In his Guardian article today, George Monbiot takes the government to task for its craven capitulation in the face of the airline industry:
Read the full article here
Monbiot goes on to state that the only way to constrain the industry is for the government to start closing the runways and taxing airline fuel. Yet this would be electoral suicide; the first minister to suggest that the era of bargain flights to Barca for the price of a loaf of bread will be hung, drawn and quarter by first light. It is much safer for the government to take pot-shots at urban SUV drivers, risible as they are, instead of tackling the real problem.
They are quite an easy target, these ‘Chelsea tractor’-driving types. Without trying to get too much purchase off a hackneyed stereotype, they are all too often amongst the most aggressive of motorists: surly-looking men with a copy of the latest Jeremy Clarkson toilet-paper substitute stuffed in the leather-lined glove box, or Sloaney women dropping off Chloe at her clarinet lesson before spending the afternoon rear-ending lesser cars in endless shopping expeditions.
The kind of smugness that Mr. Wicks hints at is endemic. Yet it is nothing more than a smokescreen. It is entirely facetious of this government to decry the increase in SUV ownership whilst single-handedly seeking to increase the crowded British skies with a rampant increase in air traffic that will render the meagre CO2 emissions of large cars irrelevant. New runways are planned for Heathrow, Stansted, Birmingham, Edinburgh and Glasgow, and a recent leaked report suggested that the EU is considering a treaty in which the US government would be able to veto any planned measures to reduce the environmental impact of airlines.
In his Guardian article today, George Monbiot takes the government to task for its craven capitulation in the face of the airline industry:
Already, one fifth of all international air passengers fly to or from an airport in the UK. The numbers have risen fivefold in the past 30 years, and the government envisages that they will more than double by 2030, to 476 million a year. Perhaps "envisages" is the wrong word. By providing the capacity, the government ensures that the growth takes place.
As far as climate change is concerned, this is an utter, unparalleled disaster. It's not just that aviation represents the world's fastest growing source of carbon dioxide emissions. The burning of aircraft fuel has a "radiative forcing ratio" of around 2.7; what this means is that the total warming effect of aircraft emissions is 2.7 times as great as the effect of the carbon dioxide alone. The water vapour they produce forms ice crystals in the upper troposphere (vapour trails and cirrus clouds) that trap the earth's heat. According to calculations by the Tyndall Centre for Climate Change Research, if you added the two effects together (it urges some caution as they are not directly comparable), aviation emissions alone would exceed the government's target for the country's entire output of greenhouse gases in 2050 by around 134%. The government has an effective means of dealing with this. It excludes international aircraft emissions from the target.

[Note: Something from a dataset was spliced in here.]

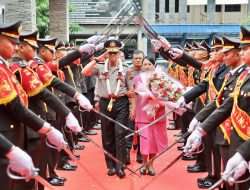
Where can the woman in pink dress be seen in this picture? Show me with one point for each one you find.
(156, 134)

Read the full article here
Monbiot goes on to state that the only way to constrain the industry is for the government to start closing the runways and taxing airline fuel. Yet this would be electoral suicide; the first minister to suggest that the era of bargain flights to Barca for the price of a loaf of bread will be hung, drawn and quarter by first light. It is much safer for the government to take pot-shots at urban SUV drivers, risible as they are, instead of tackling the real problem.